William A. Schambra has had his say about the Insider’s Guide to Grantmaking, and so have I. Now I invite the readers of Philanthropy to judge for themselves which of us is calling things by their right names. The Insider’s Guide may be purchased for $35 from the publisher at www.josseybass.com. Thank you for allowing me to set the record straight.
—Joel J. Orosz, Ph.D.
Distinguished Professor of Philanthropy Studies
Center for Philanthropy and Nonprofit Leadership, Grand Valley State University
William Schambra responds:
Orosz challenges me: If I am such a supporter of Cordelia Taylor’s Family House, why do I work at an institute of policy research, knowing that every dollar going toward my salary is a dollar that may not go to Taylor?
Actually, I ask myself that every day. Anyone who’s seen what she has accomplished by piecing together donated family time, small church contributions, and the energies of volunteers cannot help but feel underworked and overpaid. But I also ask myself, “Why is the Bradley Foundation the only major philanthropy to provide generous, sustained support to Taylor?” Because, as Orosz writes approvingly in his book (pp. 18-20), most foundations insist “their mission is not to meet immediate needs,” and meeting the immediate needs of the inner-city elderly is “all” that she does. She may ease the final hours of a dying homeless person, Orosz explains, but foundations must conserve their funds “to strike at the causes of homelessness: poor education, structural unemployment, deteriorating housing stock, and inadequate social service programs.” Were, say, the Ford, Mott, or Joyce Foundation merely to write Taylor a check, “their funds would be quickly swallowed up, and nothing would fundamentally change.”

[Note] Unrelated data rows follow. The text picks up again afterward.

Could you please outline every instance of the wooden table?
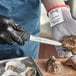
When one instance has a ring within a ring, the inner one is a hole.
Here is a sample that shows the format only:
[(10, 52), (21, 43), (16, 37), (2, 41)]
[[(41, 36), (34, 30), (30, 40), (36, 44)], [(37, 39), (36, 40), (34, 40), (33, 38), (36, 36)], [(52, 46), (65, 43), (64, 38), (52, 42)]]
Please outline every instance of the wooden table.
[(46, 61), (47, 59), (38, 59), (35, 60), (38, 66), (41, 69), (41, 72), (43, 73), (43, 76), (76, 76), (76, 70), (74, 70), (72, 67), (69, 66), (64, 66), (64, 71), (63, 73), (60, 74), (52, 74), (46, 72)]

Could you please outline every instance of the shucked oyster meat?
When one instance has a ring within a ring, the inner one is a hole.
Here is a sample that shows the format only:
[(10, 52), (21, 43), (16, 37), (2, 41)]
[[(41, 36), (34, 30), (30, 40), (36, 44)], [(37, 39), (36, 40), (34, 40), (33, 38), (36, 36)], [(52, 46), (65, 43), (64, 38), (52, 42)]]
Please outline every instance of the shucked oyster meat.
[(26, 70), (21, 73), (21, 76), (37, 76), (36, 69), (34, 67), (27, 67)]

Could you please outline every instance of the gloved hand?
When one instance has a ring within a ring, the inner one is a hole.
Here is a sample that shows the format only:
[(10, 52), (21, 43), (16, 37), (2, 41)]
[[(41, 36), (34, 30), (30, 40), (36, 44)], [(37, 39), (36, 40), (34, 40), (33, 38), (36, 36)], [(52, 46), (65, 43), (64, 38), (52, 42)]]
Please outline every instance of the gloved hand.
[[(76, 35), (76, 20), (70, 13), (67, 5), (61, 5), (50, 9), (49, 18), (52, 23), (53, 37), (57, 41), (61, 41), (63, 37)], [(72, 53), (62, 47), (56, 47), (58, 55), (61, 57), (70, 57)]]
[(0, 44), (13, 44), (14, 42), (23, 45), (29, 40), (27, 31), (6, 16), (0, 15)]

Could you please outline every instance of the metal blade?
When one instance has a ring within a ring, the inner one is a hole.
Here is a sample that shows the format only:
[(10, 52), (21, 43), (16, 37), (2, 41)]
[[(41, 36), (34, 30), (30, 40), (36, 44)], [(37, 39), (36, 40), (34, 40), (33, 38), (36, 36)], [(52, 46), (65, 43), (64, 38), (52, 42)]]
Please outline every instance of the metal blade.
[(58, 41), (50, 40), (50, 39), (46, 39), (46, 38), (41, 38), (41, 37), (36, 37), (36, 36), (33, 36), (33, 35), (30, 35), (30, 41), (36, 41), (36, 42), (51, 44), (51, 45), (56, 45), (56, 46), (61, 46), (62, 45), (62, 43), (60, 43)]

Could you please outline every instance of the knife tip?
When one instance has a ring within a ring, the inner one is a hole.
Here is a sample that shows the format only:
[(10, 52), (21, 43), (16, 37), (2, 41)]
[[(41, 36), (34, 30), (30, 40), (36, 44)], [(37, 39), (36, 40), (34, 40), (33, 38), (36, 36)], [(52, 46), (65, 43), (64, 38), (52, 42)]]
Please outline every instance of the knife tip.
[(58, 43), (58, 46), (61, 46), (61, 45), (62, 45), (62, 43), (59, 42), (59, 43)]

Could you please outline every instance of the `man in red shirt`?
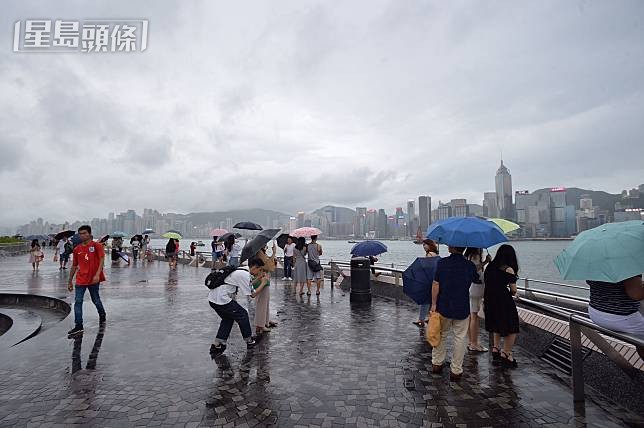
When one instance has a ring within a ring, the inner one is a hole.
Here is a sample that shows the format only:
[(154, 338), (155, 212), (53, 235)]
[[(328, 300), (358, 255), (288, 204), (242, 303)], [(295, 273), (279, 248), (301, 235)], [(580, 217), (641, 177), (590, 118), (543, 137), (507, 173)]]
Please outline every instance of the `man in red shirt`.
[(89, 290), (92, 302), (98, 310), (98, 319), (100, 323), (105, 322), (105, 308), (98, 294), (98, 286), (101, 281), (105, 281), (103, 274), (103, 261), (105, 260), (105, 251), (103, 246), (92, 240), (92, 228), (90, 226), (81, 226), (78, 228), (78, 235), (81, 243), (74, 248), (74, 262), (72, 270), (69, 273), (69, 284), (67, 289), (72, 291), (74, 283), (72, 279), (76, 272), (76, 297), (74, 300), (74, 322), (75, 326), (67, 334), (75, 336), (83, 333), (83, 297), (85, 290)]

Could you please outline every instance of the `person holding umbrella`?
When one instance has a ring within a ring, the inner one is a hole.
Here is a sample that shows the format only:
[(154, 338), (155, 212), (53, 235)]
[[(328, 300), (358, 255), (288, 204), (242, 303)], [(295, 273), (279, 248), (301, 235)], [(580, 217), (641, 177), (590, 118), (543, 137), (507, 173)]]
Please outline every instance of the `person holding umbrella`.
[[(644, 221), (632, 220), (580, 233), (555, 265), (563, 279), (586, 280), (595, 324), (644, 340), (643, 254)], [(644, 359), (644, 348), (637, 352)]]
[(67, 236), (63, 236), (60, 241), (58, 241), (58, 244), (56, 245), (56, 251), (58, 252), (58, 260), (60, 261), (60, 267), (58, 270), (65, 270), (67, 269), (67, 262), (69, 262), (69, 255), (71, 252), (69, 252), (69, 247), (71, 244), (69, 244), (69, 239)]
[(465, 258), (476, 266), (476, 271), (481, 278), (481, 283), (472, 283), (470, 286), (470, 343), (467, 345), (467, 350), (470, 352), (487, 352), (485, 346), (479, 344), (479, 311), (483, 304), (483, 291), (485, 290), (485, 283), (483, 282), (483, 273), (485, 266), (490, 263), (490, 255), (483, 258), (483, 250), (481, 248), (468, 247), (465, 250)]
[(38, 270), (40, 262), (45, 258), (37, 239), (31, 241), (31, 250), (29, 252), (29, 262), (34, 272)]
[(235, 239), (235, 235), (229, 235), (226, 239), (226, 256), (228, 257), (228, 266), (239, 266), (239, 257), (242, 247)]
[(306, 265), (306, 239), (297, 238), (293, 249), (293, 260), (295, 261), (295, 290), (300, 286), (300, 296), (304, 295), (304, 284), (308, 285), (308, 295), (311, 295), (311, 283), (307, 281), (308, 266)]

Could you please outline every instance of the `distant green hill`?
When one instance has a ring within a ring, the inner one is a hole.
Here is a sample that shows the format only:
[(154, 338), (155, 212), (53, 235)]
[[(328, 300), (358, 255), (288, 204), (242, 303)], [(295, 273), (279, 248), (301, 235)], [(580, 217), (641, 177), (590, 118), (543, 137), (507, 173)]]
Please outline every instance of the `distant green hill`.
[(322, 208), (318, 208), (311, 214), (323, 216), (329, 209), (335, 210), (335, 221), (337, 223), (353, 223), (356, 216), (355, 210), (346, 207), (336, 207), (334, 205), (327, 205)]
[(191, 221), (193, 224), (207, 224), (210, 222), (212, 224), (218, 225), (219, 222), (225, 222), (227, 218), (230, 218), (232, 219), (233, 224), (240, 221), (252, 221), (253, 223), (261, 224), (265, 228), (272, 227), (273, 221), (279, 221), (280, 224), (288, 223), (289, 217), (289, 214), (259, 208), (217, 212), (199, 212), (180, 214), (177, 216), (177, 218), (185, 221)]

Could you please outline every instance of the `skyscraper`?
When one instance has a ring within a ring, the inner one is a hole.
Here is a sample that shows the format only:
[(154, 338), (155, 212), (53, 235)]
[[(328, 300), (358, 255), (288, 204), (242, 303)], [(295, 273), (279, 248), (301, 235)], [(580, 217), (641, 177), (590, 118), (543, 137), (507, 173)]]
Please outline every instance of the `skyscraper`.
[(356, 207), (356, 220), (354, 225), (354, 235), (364, 238), (367, 233), (367, 207)]
[(499, 209), (499, 216), (508, 220), (514, 219), (514, 210), (512, 208), (512, 176), (510, 171), (503, 165), (496, 171), (495, 188), (496, 204)]
[(432, 223), (432, 198), (431, 196), (418, 197), (418, 225), (424, 235)]
[(496, 192), (483, 193), (483, 215), (490, 218), (497, 218), (499, 216)]

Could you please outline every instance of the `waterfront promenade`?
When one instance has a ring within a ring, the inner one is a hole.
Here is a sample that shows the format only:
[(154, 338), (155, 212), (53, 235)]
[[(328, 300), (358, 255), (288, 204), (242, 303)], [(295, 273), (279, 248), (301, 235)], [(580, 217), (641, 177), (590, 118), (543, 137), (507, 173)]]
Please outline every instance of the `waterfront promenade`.
[[(86, 298), (85, 334), (73, 315), (13, 348), (0, 347), (0, 426), (623, 426), (637, 415), (590, 393), (575, 411), (567, 378), (521, 348), (520, 367), (465, 357), (458, 383), (431, 374), (431, 349), (411, 324), (415, 307), (374, 298), (352, 310), (327, 283), (319, 298), (271, 284), (279, 322), (247, 351), (235, 326), (228, 349), (208, 349), (219, 318), (207, 270), (164, 262), (106, 265), (99, 328)], [(0, 292), (66, 299), (51, 262), (0, 259)], [(0, 339), (2, 336), (0, 336)], [(1, 341), (0, 341), (1, 342)], [(483, 340), (485, 343), (486, 340)]]

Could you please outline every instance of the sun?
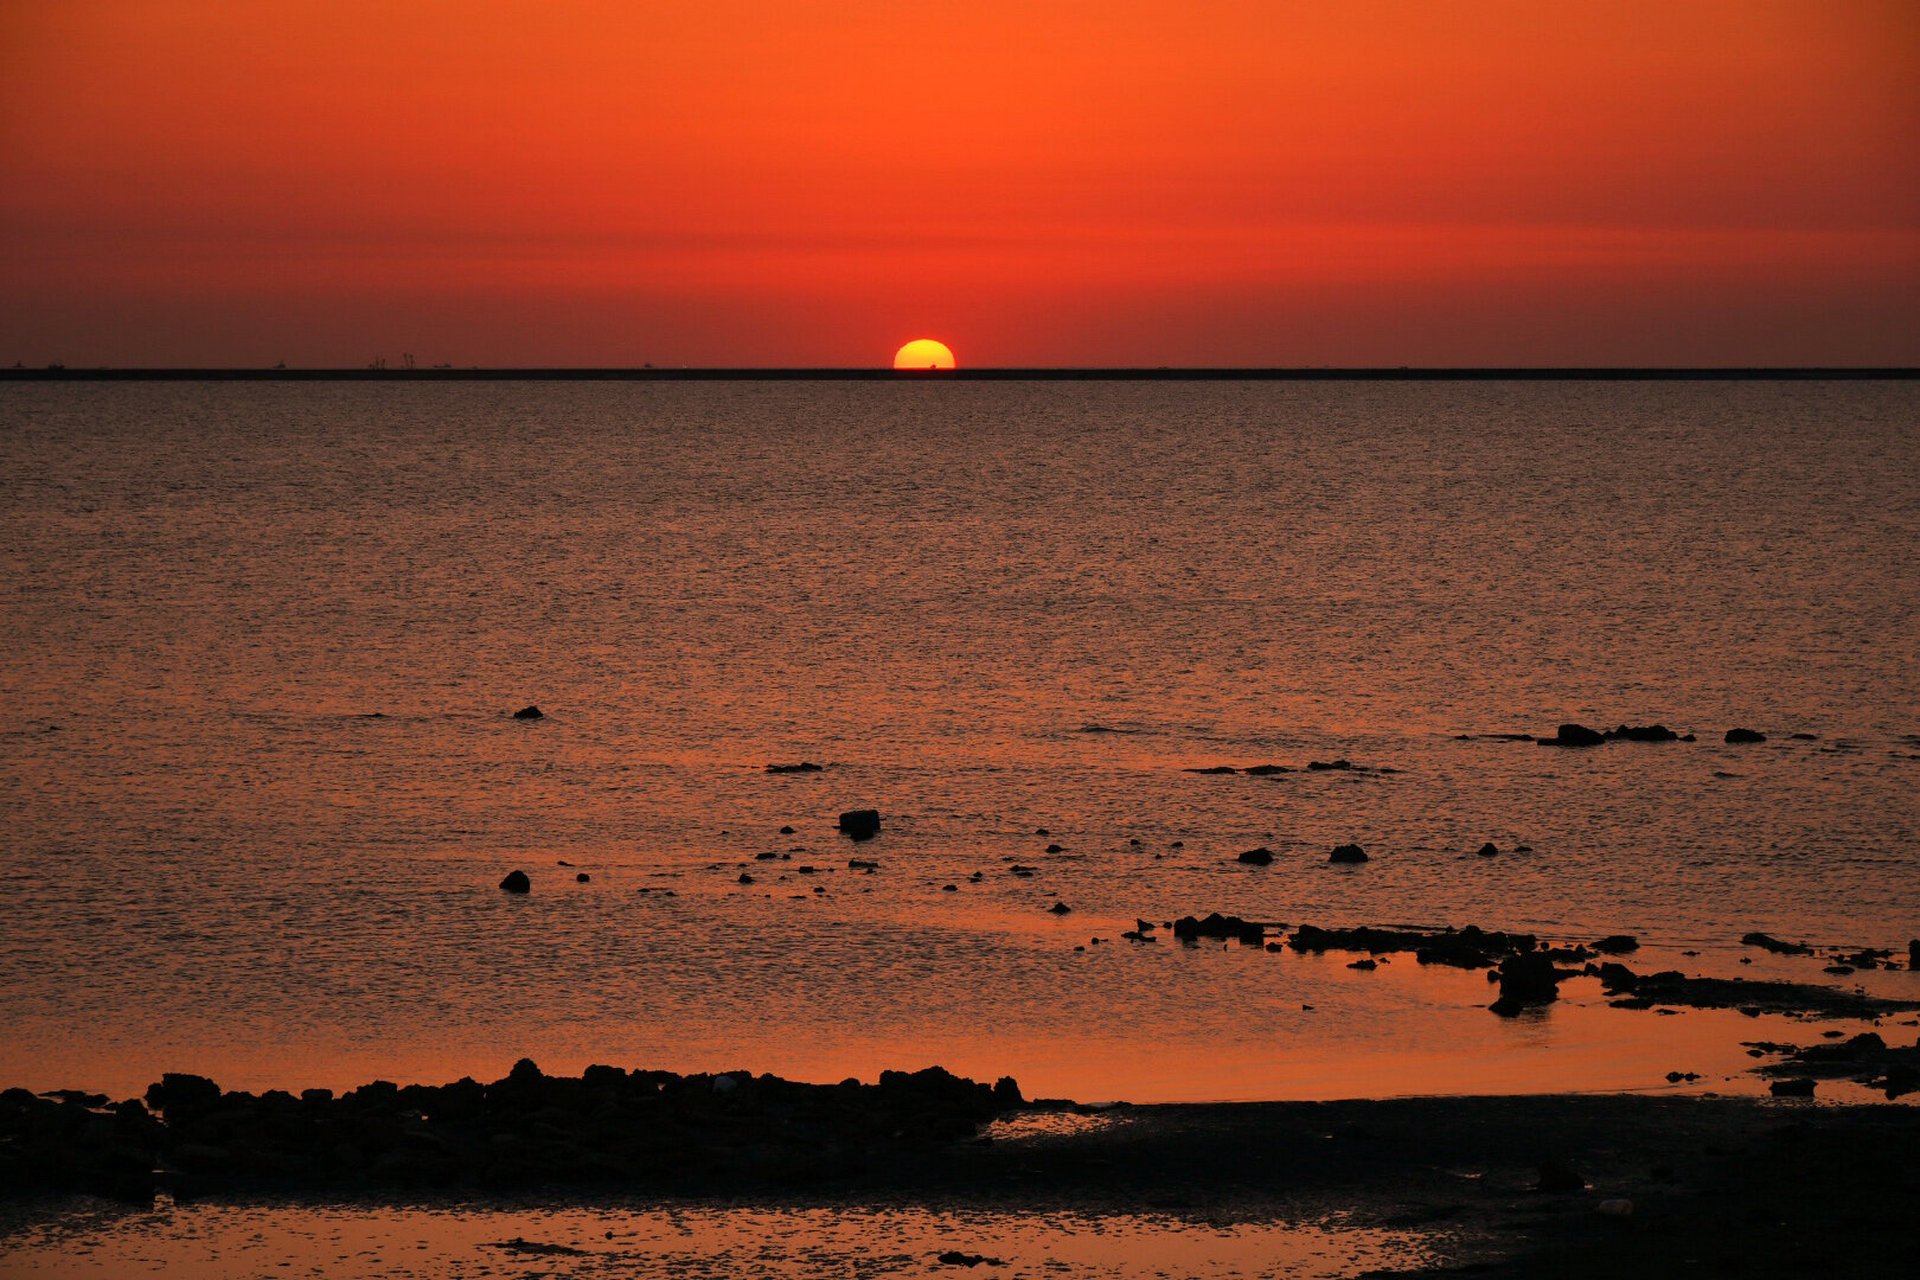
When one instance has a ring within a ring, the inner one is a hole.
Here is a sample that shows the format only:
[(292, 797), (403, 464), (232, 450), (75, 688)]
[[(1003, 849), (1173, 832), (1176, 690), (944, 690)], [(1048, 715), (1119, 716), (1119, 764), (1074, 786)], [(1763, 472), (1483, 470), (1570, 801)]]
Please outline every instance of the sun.
[(915, 338), (893, 353), (893, 367), (896, 369), (951, 369), (953, 352), (944, 342), (935, 342), (932, 338)]

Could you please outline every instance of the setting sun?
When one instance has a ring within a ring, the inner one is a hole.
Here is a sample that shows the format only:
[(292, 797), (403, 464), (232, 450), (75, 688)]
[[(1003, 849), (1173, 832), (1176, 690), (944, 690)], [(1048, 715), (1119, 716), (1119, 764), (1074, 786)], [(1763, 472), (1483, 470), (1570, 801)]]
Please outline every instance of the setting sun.
[(893, 353), (893, 367), (896, 369), (951, 369), (953, 352), (944, 342), (936, 342), (932, 338), (915, 338)]

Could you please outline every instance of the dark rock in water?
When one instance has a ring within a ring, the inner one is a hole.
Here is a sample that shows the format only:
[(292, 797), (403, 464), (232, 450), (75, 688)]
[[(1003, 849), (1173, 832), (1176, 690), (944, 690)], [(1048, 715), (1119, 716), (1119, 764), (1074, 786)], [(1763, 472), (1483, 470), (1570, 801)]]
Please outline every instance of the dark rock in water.
[(1270, 867), (1273, 865), (1273, 850), (1262, 847), (1248, 849), (1234, 856), (1235, 862), (1244, 862), (1250, 867)]
[(1606, 734), (1583, 724), (1563, 724), (1554, 731), (1553, 737), (1534, 739), (1543, 747), (1597, 747), (1606, 740)]
[(753, 883), (753, 877), (752, 877), (752, 876), (750, 876), (750, 875), (748, 875), (748, 874), (747, 874), (746, 872), (744, 872), (744, 871), (742, 871), (742, 872), (740, 873), (740, 881), (739, 881), (739, 882), (740, 882), (741, 884), (752, 884), (752, 883)]
[(1375, 969), (1378, 969), (1379, 967), (1380, 967), (1380, 962), (1378, 960), (1355, 960), (1352, 964), (1347, 966), (1347, 968), (1349, 969), (1358, 969), (1362, 973), (1372, 973)]
[(958, 893), (958, 892), (960, 892), (960, 886), (959, 886), (959, 885), (957, 885), (957, 884), (943, 884), (943, 885), (941, 885), (941, 886), (940, 886), (940, 892), (942, 892), (942, 893)]
[(1191, 942), (1196, 938), (1237, 938), (1247, 946), (1257, 947), (1266, 941), (1267, 927), (1252, 920), (1242, 920), (1239, 916), (1223, 916), (1215, 911), (1204, 920), (1181, 916), (1173, 922), (1173, 936), (1183, 942)]
[(1767, 1092), (1776, 1098), (1811, 1098), (1816, 1084), (1806, 1076), (1796, 1076), (1791, 1080), (1775, 1080), (1767, 1086)]
[(1292, 773), (1293, 770), (1283, 764), (1255, 764), (1248, 765), (1245, 769), (1242, 769), (1241, 772), (1249, 778), (1266, 778), (1276, 773)]
[(1585, 1191), (1587, 1180), (1575, 1173), (1573, 1168), (1564, 1161), (1544, 1160), (1540, 1163), (1533, 1189), (1544, 1191), (1548, 1195), (1567, 1195)]
[(1674, 742), (1680, 737), (1663, 724), (1623, 724), (1607, 736), (1622, 742)]
[(1445, 964), (1460, 969), (1485, 969), (1502, 956), (1532, 951), (1530, 933), (1493, 933), (1478, 925), (1425, 933), (1413, 929), (1322, 929), (1303, 924), (1287, 939), (1299, 952), (1367, 951), (1374, 955), (1413, 952), (1421, 964)]
[(855, 840), (871, 840), (880, 834), (880, 811), (849, 809), (840, 815), (840, 830)]
[(1344, 772), (1353, 768), (1351, 760), (1309, 760), (1307, 769), (1311, 773), (1325, 773), (1329, 770)]
[(1182, 769), (1180, 772), (1182, 773), (1238, 773), (1240, 771), (1234, 768), (1230, 764), (1216, 764), (1211, 768), (1207, 768), (1207, 769)]
[(1510, 1018), (1530, 1005), (1551, 1004), (1560, 998), (1560, 980), (1571, 975), (1553, 967), (1553, 961), (1538, 951), (1523, 951), (1502, 960), (1493, 974), (1500, 983), (1500, 998), (1488, 1007), (1503, 1018)]
[(847, 870), (849, 871), (878, 871), (879, 869), (879, 863), (869, 862), (865, 858), (847, 859)]
[(586, 884), (588, 881), (592, 879), (593, 877), (588, 875), (584, 871), (580, 872), (578, 875), (574, 876), (573, 878), (575, 884)]
[(940, 1263), (942, 1266), (948, 1267), (978, 1267), (982, 1265), (1004, 1267), (1007, 1265), (1006, 1261), (1002, 1258), (989, 1258), (984, 1253), (962, 1253), (958, 1249), (949, 1249), (935, 1258), (934, 1261)]
[(781, 834), (781, 835), (783, 835), (783, 836), (790, 836), (790, 835), (792, 835), (792, 834), (793, 834), (793, 828), (792, 828), (792, 827), (782, 827), (782, 828), (780, 828), (780, 834)]
[(1033, 829), (1033, 834), (1037, 836), (1050, 836), (1053, 834), (1053, 832), (1047, 830), (1045, 827), (1035, 827)]
[(1335, 845), (1333, 852), (1327, 855), (1327, 861), (1347, 863), (1366, 862), (1368, 861), (1367, 851), (1357, 844), (1339, 844)]
[(1907, 943), (1907, 968), (1920, 970), (1920, 938)]
[(1615, 933), (1593, 944), (1593, 949), (1602, 955), (1623, 956), (1629, 951), (1640, 949), (1640, 940), (1630, 933)]
[(1480, 856), (1483, 858), (1491, 858), (1499, 852), (1500, 846), (1491, 840), (1480, 846)]
[(825, 765), (815, 764), (811, 760), (802, 760), (799, 764), (770, 764), (767, 766), (767, 772), (768, 773), (819, 773), (825, 768), (826, 768)]
[(1047, 910), (1048, 910), (1048, 912), (1050, 912), (1050, 913), (1051, 913), (1051, 914), (1053, 914), (1053, 915), (1056, 915), (1056, 916), (1064, 916), (1064, 915), (1066, 915), (1066, 914), (1067, 914), (1067, 913), (1068, 913), (1069, 911), (1072, 911), (1072, 910), (1073, 910), (1073, 908), (1072, 908), (1072, 907), (1070, 907), (1070, 906), (1068, 906), (1068, 905), (1067, 905), (1066, 903), (1064, 903), (1064, 902), (1056, 902), (1056, 903), (1054, 903), (1054, 904), (1053, 904), (1052, 906), (1050, 906), (1050, 907), (1048, 907), (1048, 908), (1047, 908)]
[(1765, 742), (1767, 735), (1755, 729), (1729, 729), (1726, 740), (1731, 743)]
[(524, 871), (509, 871), (500, 881), (500, 887), (508, 893), (527, 893), (533, 888), (533, 881), (527, 879)]
[(544, 720), (546, 713), (538, 707), (522, 707), (513, 713), (515, 720)]
[(1050, 844), (1047, 846), (1048, 853), (1065, 853), (1066, 851), (1065, 845)]
[(1771, 951), (1780, 956), (1810, 956), (1813, 948), (1803, 942), (1782, 942), (1770, 933), (1742, 934), (1740, 941), (1749, 947), (1759, 947), (1762, 951)]

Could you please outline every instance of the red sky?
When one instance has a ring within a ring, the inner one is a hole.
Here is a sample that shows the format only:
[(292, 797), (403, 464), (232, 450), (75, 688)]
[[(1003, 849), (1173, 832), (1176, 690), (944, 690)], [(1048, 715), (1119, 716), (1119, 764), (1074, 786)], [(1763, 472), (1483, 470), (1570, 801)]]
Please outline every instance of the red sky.
[(4, 0), (0, 364), (1920, 363), (1913, 0)]

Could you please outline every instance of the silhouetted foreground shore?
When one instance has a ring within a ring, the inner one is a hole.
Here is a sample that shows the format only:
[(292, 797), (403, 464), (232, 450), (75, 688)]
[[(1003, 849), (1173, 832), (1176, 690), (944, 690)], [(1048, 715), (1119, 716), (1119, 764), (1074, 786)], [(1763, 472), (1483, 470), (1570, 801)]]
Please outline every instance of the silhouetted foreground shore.
[(0, 1186), (16, 1201), (540, 1188), (1210, 1221), (1338, 1213), (1432, 1233), (1451, 1265), (1489, 1276), (1885, 1269), (1920, 1256), (1916, 1152), (1920, 1110), (1900, 1106), (1543, 1096), (1093, 1108), (937, 1068), (805, 1085), (614, 1067), (560, 1078), (522, 1062), (491, 1084), (339, 1097), (225, 1092), (185, 1075), (117, 1104), (0, 1094)]

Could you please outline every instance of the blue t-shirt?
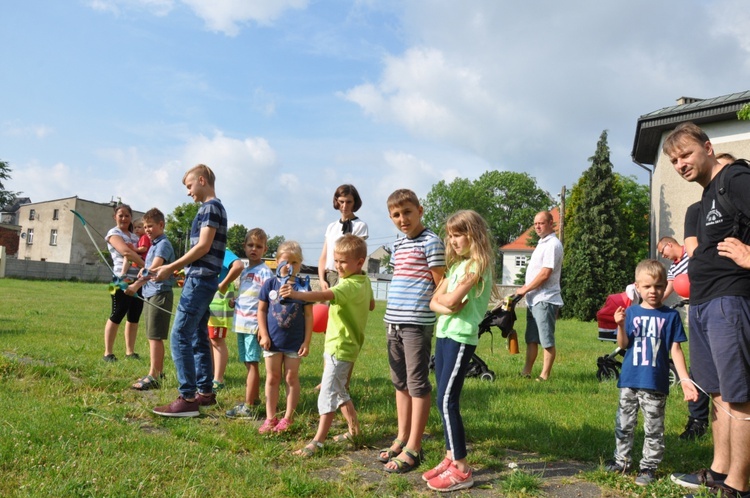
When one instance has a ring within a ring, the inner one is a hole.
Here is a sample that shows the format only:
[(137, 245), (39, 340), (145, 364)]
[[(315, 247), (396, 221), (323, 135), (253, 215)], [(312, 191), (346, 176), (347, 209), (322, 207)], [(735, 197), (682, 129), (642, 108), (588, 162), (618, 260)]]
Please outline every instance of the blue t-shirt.
[[(175, 260), (174, 248), (172, 248), (171, 242), (166, 235), (161, 234), (151, 242), (151, 247), (148, 249), (146, 254), (146, 268), (151, 268), (151, 264), (155, 258), (161, 258), (164, 260), (164, 264), (172, 263)], [(174, 287), (175, 278), (171, 275), (168, 279), (162, 282), (154, 282), (149, 280), (146, 285), (143, 286), (143, 297), (152, 297), (162, 292), (172, 292)]]
[(208, 253), (185, 268), (186, 277), (216, 277), (221, 273), (227, 247), (227, 212), (219, 199), (206, 201), (198, 208), (198, 214), (190, 227), (190, 247), (198, 243), (204, 227), (216, 229), (214, 240)]
[(268, 335), (270, 351), (296, 353), (305, 342), (305, 306), (312, 303), (287, 299), (282, 304), (281, 281), (272, 277), (263, 282), (258, 299), (268, 303)]
[(219, 282), (224, 280), (224, 278), (227, 276), (227, 273), (229, 273), (229, 268), (232, 267), (232, 263), (234, 263), (238, 259), (240, 259), (239, 256), (233, 253), (231, 249), (226, 249), (224, 251), (224, 261), (221, 263), (221, 272), (219, 273)]
[(617, 387), (669, 394), (669, 350), (673, 343), (687, 341), (680, 314), (666, 306), (634, 304), (625, 310), (625, 333), (629, 344)]

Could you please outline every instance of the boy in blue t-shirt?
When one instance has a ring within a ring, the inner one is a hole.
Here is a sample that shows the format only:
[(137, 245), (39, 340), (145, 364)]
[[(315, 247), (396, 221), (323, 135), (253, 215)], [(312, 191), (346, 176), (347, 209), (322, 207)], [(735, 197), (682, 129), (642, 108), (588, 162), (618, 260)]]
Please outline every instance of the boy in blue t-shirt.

How can I justify my work? By making it my task to argue that this view of Taylor’s lifework is profoundly misguided. The notion that foundations cannot stoop to do a bit of immediate good because they’re too busy tracking down root causes is nothing more than a self-aggrandizing, utopian fantasy that has flourished for almost a century, with little to show for itself. Meanwhile, thanks to the labors of Taylor and thousands of others, something does “fundamentally change.” Their work enriches not only their own neighborhoods, but all of us, by reminding us of the noble belief at the heart of American self-government: that everyday citizens can step forward to solve their own problems, without waiting for professional experts. America’s foundations should be the primary funders of this civic renewal, rather than disdaining it. By speaking these inconvenient truths, I may make it a bit easier for Taylor to do her work. Or so I try to tell myself.
My advice to foundation program officers: Find your own Taylor. Ask yourself every day if you’re doing enough to help her. Don’t ever be satisfied that you are. But don’t ever be discouraged that you aren’t, because you can’t.